The Department of Health and Human Services’ Office of the National Coordinator for Health Information Technology and Centers for Medicare & Medicaid Services today finalized rules to promote electronic health information exchange.
 
The ONC final rule implements the information blocking provisions of the 21st Century Cures Act by outlining exceptions to the definition of information blocking under the law. The rule also updates the 2015 Edition certification criteria for health information systems to ensure that certified health IT systems can send and receive electronic health information in a structured format; make that electronic health information available through application programming interfaces; and export a patient’s electronic health information to a location designated by the patient.

“America’s hospitals and health systems support giving patients greater access and control over their health data,” said AHA President and CEO Rick Pollack in a statement. “In fact, nearly all hospitals and health systems have made health information available to patients electronically. However, today’s final rule fails to protect consumers’ most sensitive information about their personal health. The rule lacks the necessary guardrails to protect consumers from actors such as third party apps that are not required to meet the same stringent privacy and security requirements as hospitals. This could lead to third party apps using personal health information in ways in which patients are unaware. These guidelines are too important not to get right. We need to stand on the side of the patient by protecting patient privacy and strengthening security in this rule.”

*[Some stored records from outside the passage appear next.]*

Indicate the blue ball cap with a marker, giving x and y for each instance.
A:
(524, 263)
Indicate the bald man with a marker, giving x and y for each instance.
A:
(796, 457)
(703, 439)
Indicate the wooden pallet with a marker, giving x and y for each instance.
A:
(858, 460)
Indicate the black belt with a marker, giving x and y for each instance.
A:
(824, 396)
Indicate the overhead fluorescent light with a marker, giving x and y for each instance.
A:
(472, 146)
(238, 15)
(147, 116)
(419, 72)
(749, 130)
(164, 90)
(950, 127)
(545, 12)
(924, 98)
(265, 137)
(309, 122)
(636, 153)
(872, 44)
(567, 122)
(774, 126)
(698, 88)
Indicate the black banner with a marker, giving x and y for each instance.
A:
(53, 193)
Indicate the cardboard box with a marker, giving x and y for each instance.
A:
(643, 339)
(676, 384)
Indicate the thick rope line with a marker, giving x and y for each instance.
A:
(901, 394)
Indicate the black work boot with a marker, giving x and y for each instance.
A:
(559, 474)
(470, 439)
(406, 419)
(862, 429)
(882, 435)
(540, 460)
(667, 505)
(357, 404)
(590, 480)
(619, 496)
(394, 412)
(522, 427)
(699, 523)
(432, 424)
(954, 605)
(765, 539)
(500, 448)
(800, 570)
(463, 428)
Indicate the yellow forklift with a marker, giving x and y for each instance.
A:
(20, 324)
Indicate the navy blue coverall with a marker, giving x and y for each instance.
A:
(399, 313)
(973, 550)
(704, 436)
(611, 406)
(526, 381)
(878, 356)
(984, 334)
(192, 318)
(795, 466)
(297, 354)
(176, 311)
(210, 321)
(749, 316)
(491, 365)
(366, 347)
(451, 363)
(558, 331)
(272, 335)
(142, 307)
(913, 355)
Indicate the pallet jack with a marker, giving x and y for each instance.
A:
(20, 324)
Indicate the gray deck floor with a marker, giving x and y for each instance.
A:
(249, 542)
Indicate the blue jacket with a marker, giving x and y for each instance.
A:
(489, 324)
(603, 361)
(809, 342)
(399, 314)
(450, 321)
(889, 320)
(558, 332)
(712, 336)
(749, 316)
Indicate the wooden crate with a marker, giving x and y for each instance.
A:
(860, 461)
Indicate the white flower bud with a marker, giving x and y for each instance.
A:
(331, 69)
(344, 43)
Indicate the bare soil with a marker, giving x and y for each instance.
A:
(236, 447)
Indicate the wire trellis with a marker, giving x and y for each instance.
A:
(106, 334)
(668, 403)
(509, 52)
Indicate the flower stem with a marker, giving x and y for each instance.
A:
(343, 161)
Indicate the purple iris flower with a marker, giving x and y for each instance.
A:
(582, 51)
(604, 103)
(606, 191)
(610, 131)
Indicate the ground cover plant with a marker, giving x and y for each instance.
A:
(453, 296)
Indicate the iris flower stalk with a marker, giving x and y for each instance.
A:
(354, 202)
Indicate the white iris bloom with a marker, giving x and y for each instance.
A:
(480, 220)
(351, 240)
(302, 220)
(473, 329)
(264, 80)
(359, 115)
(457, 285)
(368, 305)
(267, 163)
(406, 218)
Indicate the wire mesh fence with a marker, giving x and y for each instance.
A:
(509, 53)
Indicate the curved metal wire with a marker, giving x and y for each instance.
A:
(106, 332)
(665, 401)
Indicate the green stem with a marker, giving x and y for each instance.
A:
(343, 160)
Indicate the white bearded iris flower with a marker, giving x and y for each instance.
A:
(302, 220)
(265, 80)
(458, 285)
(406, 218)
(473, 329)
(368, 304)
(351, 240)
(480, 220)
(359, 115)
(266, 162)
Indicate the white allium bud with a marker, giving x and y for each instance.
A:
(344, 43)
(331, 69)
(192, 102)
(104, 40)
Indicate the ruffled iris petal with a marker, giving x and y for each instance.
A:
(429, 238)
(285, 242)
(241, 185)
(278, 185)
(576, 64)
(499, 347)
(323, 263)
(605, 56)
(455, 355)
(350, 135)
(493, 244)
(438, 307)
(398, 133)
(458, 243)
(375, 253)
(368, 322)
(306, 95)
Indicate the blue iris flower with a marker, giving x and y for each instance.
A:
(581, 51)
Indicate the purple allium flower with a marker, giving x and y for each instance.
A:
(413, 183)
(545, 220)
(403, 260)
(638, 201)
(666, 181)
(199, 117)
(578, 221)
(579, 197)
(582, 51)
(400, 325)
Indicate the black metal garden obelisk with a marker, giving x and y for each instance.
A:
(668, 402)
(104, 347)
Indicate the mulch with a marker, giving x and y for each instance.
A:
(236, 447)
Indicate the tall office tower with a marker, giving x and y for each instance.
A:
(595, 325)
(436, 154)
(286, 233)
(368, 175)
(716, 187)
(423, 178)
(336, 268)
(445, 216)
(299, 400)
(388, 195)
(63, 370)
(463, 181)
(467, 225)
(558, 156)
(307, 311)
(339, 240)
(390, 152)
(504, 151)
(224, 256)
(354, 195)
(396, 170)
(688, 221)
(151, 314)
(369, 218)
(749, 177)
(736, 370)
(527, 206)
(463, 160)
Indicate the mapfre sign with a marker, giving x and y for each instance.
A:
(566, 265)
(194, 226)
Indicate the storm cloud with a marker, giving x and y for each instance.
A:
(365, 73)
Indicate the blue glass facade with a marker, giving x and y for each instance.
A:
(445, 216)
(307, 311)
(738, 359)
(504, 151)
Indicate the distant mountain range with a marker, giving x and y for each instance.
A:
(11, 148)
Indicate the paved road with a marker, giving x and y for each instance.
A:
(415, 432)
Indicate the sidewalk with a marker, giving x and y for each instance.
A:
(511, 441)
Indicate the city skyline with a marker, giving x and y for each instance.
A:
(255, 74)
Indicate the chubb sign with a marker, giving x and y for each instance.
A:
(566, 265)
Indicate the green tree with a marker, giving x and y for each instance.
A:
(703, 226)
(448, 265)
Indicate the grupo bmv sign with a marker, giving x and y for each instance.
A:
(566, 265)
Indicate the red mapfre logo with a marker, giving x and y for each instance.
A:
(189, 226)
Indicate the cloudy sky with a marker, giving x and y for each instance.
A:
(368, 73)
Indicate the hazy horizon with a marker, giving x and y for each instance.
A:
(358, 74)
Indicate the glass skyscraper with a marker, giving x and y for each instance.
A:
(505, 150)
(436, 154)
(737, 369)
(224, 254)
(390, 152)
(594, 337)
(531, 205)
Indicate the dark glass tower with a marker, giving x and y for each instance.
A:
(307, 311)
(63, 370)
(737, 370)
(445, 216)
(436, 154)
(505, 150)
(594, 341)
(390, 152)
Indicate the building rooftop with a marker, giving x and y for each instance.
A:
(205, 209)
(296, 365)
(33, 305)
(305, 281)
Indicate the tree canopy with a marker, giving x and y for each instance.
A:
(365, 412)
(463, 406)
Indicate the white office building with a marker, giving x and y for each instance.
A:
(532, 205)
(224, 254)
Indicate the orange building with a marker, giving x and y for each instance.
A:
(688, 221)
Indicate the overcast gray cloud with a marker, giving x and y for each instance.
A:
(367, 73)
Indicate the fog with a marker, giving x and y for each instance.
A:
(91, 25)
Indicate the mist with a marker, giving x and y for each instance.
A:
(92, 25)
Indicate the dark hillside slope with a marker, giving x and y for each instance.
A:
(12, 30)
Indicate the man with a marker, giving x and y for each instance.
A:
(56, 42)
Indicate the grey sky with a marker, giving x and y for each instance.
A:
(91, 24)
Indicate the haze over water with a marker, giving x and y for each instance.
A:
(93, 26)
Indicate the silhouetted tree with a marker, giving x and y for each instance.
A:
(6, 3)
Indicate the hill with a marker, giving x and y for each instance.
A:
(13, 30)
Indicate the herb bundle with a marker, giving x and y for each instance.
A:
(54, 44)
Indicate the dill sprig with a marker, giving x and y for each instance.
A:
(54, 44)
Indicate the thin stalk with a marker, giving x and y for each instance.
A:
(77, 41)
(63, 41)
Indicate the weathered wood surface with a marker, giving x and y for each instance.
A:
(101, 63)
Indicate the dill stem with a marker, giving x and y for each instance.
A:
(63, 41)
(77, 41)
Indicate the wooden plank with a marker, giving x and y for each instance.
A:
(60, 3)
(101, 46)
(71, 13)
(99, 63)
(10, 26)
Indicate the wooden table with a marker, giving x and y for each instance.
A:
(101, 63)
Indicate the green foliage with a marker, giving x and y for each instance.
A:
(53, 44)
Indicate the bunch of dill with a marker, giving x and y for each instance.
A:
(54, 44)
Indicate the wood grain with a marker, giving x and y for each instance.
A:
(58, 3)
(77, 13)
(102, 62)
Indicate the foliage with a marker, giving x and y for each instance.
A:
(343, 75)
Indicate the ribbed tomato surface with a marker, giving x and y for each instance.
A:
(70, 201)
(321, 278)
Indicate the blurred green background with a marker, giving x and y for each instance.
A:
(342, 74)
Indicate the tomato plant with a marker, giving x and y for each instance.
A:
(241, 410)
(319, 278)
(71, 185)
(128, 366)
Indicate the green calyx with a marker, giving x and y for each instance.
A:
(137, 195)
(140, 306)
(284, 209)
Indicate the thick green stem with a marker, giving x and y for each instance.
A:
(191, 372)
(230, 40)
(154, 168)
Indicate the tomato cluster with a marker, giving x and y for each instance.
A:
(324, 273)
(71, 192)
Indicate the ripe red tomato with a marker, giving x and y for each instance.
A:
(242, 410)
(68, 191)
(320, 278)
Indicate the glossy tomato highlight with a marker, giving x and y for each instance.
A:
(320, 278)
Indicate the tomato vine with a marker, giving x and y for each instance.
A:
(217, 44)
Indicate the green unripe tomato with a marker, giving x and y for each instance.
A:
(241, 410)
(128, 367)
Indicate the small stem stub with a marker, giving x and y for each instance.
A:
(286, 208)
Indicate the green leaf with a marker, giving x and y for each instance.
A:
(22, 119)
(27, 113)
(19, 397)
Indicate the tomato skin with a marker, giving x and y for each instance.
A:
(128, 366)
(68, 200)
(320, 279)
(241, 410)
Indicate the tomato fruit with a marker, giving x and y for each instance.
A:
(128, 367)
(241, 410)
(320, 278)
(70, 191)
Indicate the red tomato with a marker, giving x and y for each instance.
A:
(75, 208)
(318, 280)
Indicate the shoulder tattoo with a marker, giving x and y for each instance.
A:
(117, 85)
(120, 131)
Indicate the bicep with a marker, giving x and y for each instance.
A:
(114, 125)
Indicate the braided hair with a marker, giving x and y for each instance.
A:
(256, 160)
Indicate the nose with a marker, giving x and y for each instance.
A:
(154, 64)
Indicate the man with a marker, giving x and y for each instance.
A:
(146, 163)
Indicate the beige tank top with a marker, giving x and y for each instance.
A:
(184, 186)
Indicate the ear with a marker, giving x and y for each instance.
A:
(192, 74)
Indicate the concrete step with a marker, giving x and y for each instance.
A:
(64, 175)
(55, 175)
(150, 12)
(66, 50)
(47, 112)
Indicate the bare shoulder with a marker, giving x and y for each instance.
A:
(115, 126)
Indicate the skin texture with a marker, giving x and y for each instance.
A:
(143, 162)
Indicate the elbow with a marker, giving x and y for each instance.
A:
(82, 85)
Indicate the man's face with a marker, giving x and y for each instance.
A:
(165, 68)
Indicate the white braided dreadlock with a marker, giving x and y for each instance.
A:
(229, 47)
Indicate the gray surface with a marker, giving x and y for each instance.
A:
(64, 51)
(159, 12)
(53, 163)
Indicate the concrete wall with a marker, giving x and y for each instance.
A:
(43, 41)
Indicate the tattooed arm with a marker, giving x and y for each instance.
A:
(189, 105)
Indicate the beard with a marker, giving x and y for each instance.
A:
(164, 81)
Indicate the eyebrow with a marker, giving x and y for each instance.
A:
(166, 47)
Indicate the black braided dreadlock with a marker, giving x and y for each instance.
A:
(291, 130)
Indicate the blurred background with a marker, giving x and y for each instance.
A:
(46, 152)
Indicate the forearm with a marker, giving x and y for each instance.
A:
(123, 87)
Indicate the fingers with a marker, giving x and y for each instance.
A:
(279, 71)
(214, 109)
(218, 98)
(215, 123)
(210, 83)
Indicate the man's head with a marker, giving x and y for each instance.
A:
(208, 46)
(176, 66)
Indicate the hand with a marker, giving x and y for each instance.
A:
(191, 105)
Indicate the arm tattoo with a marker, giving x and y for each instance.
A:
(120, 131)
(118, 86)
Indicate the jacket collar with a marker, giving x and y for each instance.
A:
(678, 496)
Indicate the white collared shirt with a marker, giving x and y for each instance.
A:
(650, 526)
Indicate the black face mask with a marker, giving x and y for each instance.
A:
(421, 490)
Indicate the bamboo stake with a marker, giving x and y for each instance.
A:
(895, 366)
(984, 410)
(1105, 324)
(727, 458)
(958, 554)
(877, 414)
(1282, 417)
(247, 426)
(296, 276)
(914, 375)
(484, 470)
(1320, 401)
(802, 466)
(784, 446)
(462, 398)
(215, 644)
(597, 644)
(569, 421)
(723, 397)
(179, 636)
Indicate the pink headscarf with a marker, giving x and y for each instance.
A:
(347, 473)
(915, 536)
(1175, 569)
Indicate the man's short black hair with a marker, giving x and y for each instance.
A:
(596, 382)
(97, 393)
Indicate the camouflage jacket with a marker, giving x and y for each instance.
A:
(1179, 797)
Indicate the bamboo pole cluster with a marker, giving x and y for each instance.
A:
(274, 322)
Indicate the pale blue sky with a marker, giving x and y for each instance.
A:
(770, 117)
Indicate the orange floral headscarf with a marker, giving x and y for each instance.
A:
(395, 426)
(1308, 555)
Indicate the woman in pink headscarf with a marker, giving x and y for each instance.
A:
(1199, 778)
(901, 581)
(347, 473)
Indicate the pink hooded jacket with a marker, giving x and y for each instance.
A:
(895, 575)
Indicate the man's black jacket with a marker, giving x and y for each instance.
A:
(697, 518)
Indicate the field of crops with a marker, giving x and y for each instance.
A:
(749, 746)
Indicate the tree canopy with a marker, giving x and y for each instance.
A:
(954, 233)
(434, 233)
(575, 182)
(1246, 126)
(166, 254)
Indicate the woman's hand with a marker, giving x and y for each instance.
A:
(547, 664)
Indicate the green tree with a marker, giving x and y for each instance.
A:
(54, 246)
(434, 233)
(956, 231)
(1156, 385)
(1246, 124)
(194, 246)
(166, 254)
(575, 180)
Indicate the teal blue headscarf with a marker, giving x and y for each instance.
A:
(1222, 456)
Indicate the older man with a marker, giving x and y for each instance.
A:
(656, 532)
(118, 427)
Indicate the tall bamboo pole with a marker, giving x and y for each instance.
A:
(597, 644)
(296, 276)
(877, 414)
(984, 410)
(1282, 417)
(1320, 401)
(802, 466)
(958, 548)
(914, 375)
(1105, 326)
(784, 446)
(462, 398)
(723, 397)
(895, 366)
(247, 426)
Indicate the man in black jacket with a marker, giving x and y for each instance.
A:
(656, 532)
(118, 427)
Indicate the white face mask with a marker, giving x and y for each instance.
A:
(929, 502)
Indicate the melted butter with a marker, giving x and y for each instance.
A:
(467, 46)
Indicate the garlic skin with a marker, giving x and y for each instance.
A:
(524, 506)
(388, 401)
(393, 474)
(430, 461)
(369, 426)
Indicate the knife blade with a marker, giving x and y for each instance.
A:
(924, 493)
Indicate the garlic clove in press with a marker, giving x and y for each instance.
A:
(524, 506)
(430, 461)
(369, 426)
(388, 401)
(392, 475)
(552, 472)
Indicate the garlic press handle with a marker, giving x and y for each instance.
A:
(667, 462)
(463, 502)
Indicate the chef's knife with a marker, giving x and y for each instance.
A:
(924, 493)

The CMS final rule requires Medicare Advantage organizations, state Medicaid and Children’s Health Insurance Program fee-for-service programs, Medicaid managed care plans, CHIP managed care entities, and qualified health plan issuers in the federally facilitated exchanges to implement the same API standards as the ONC rule by 2021. 
 
Among other provisions, the CMS rule requires Medicare-participating acute-care hospitals, long-term care hospitals, inpatient rehabilitation facilities, psychiatric hospitals, children’s hospitals, cancer hospitals, and critical access hospitals to send electronic notifications to receiving providers when an inpatient is admitted, discharged or transferred. This requirement will go into effect six months after publication of the final rule.